A former research professor at the University of California San Diego and his Del Mar-based corporation were charged in federal court Jan. 7 with fraudulently obtaining millions of dollars in government grants and contracts.
Dr. Homayoun Karimabadi, 56, and his company, SciberQuest Inc., were arraigned on wire fraud and criminal forfeiture charges. SciberQuest entered a guilty plea and Karimabadi is scheduled to enter a deferred prosecution agreement on Jan. 15.
The deferred prosecution is an agreement between the defendant and the U.S. Attorney’s Office in which the defendant admits to the facts constituting a criminal offense, but the government agrees to suspend the entry of judgment for a period of time and agrees to dismiss the charges if, during that period, the defendant complies with certain conditions in the agreement.
Karimabadi and SciberQuest jointly agreed to forfeit $180,000 as money that was improperly received as a result of the fraud, in addition to a fine that will be imposed on the corporation at sentencing, prosecutors said.
According to court records, during the fraud Karimabadi was the chief executive officer and chief technology officer of SciberQuest, and at the same time was employed as a research professor at UC San Diego, where, among other things, he served as the group leader of the space physics plasma simulation group.
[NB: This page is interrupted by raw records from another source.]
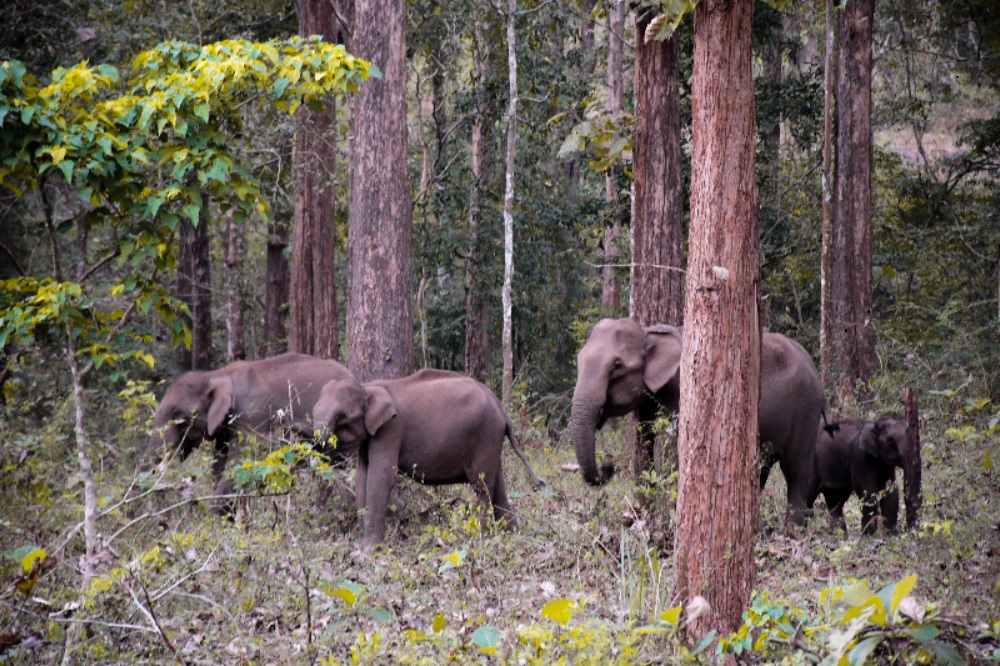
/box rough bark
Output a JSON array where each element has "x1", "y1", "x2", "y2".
[
  {"x1": 224, "y1": 215, "x2": 247, "y2": 363},
  {"x1": 261, "y1": 220, "x2": 291, "y2": 356},
  {"x1": 501, "y1": 0, "x2": 517, "y2": 412},
  {"x1": 828, "y1": 0, "x2": 875, "y2": 396},
  {"x1": 347, "y1": 0, "x2": 413, "y2": 381},
  {"x1": 601, "y1": 0, "x2": 625, "y2": 314},
  {"x1": 819, "y1": 0, "x2": 836, "y2": 389},
  {"x1": 902, "y1": 386, "x2": 923, "y2": 530},
  {"x1": 175, "y1": 218, "x2": 212, "y2": 370},
  {"x1": 288, "y1": 0, "x2": 338, "y2": 358},
  {"x1": 675, "y1": 0, "x2": 760, "y2": 636},
  {"x1": 465, "y1": 21, "x2": 493, "y2": 383},
  {"x1": 632, "y1": 12, "x2": 684, "y2": 326}
]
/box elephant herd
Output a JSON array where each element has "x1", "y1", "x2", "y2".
[{"x1": 149, "y1": 319, "x2": 907, "y2": 545}]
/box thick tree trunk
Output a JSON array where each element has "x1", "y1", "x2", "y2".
[
  {"x1": 347, "y1": 0, "x2": 413, "y2": 381},
  {"x1": 632, "y1": 12, "x2": 684, "y2": 326},
  {"x1": 601, "y1": 0, "x2": 625, "y2": 316},
  {"x1": 225, "y1": 215, "x2": 247, "y2": 363},
  {"x1": 819, "y1": 0, "x2": 836, "y2": 392},
  {"x1": 501, "y1": 0, "x2": 517, "y2": 412},
  {"x1": 465, "y1": 21, "x2": 493, "y2": 383},
  {"x1": 828, "y1": 0, "x2": 875, "y2": 396},
  {"x1": 288, "y1": 0, "x2": 339, "y2": 358},
  {"x1": 261, "y1": 220, "x2": 290, "y2": 356},
  {"x1": 675, "y1": 0, "x2": 760, "y2": 636}
]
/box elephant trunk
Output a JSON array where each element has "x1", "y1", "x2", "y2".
[{"x1": 569, "y1": 382, "x2": 615, "y2": 486}]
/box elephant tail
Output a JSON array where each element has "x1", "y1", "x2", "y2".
[
  {"x1": 823, "y1": 405, "x2": 840, "y2": 437},
  {"x1": 504, "y1": 421, "x2": 545, "y2": 491}
]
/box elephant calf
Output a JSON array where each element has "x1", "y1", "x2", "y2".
[
  {"x1": 816, "y1": 416, "x2": 907, "y2": 534},
  {"x1": 147, "y1": 353, "x2": 354, "y2": 512},
  {"x1": 314, "y1": 370, "x2": 543, "y2": 546}
]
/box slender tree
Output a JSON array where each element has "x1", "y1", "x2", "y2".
[
  {"x1": 465, "y1": 19, "x2": 494, "y2": 382},
  {"x1": 675, "y1": 0, "x2": 760, "y2": 635},
  {"x1": 601, "y1": 0, "x2": 625, "y2": 313},
  {"x1": 501, "y1": 0, "x2": 517, "y2": 410},
  {"x1": 631, "y1": 5, "x2": 684, "y2": 326},
  {"x1": 827, "y1": 0, "x2": 875, "y2": 396},
  {"x1": 347, "y1": 0, "x2": 413, "y2": 381},
  {"x1": 288, "y1": 0, "x2": 338, "y2": 358},
  {"x1": 224, "y1": 215, "x2": 247, "y2": 363}
]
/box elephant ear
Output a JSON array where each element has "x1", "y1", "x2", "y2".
[
  {"x1": 642, "y1": 324, "x2": 682, "y2": 393},
  {"x1": 858, "y1": 423, "x2": 880, "y2": 458},
  {"x1": 365, "y1": 386, "x2": 396, "y2": 435},
  {"x1": 206, "y1": 376, "x2": 236, "y2": 437}
]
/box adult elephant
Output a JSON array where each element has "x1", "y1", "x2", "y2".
[
  {"x1": 148, "y1": 353, "x2": 354, "y2": 509},
  {"x1": 569, "y1": 319, "x2": 829, "y2": 524}
]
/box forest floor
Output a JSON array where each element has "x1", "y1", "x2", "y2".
[{"x1": 0, "y1": 386, "x2": 1000, "y2": 664}]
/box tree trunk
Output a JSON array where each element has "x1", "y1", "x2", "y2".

According to the corporation’s plea agreement, from January 2005 to June 2013, Karimabadi applied for and received grants or contracts from the National Science Foundation, the U.S. Air Force and NASA, both through SciberQuest and UC San Diego.
SciberQuest was awarded about $6.4 million under 22 separate grants or contracts. Of those, eight were Small Business Innovation Research grants with a value of nearly $1.8 million.
The SBIR program was enacted by Congress to strengthen the role of innovative small business concerns in federally-funded research and development in order to stimulate technological innovation, foster and encourage participation by socially and economically disadvantaged small business concerns, and increase private sector commercialization of innovations derived from federal research and development, thereby increasing competition, productivity and economic growth.
To obtain the SciberQuest grants or contracts, Karimabadi made false statements to government officials, prosecutors said. Specifically, in award proposals, he failed to disclose all of his and SciberQuest’s current and pending grants or contracts, thereby overstating the time he and SciberQuest could devote to the projects he was applying to receive.
In one example, Karimabadi only disclosed to NSF four current and 11 pending grants and knowingly failed to disclose an additional 10 current and five pending grants.
In all, Karimabadi disclosed to NSF only about three months per year of work that he was committed to when, in fact, he had already committed to various
agencies more than 19 months per year of work.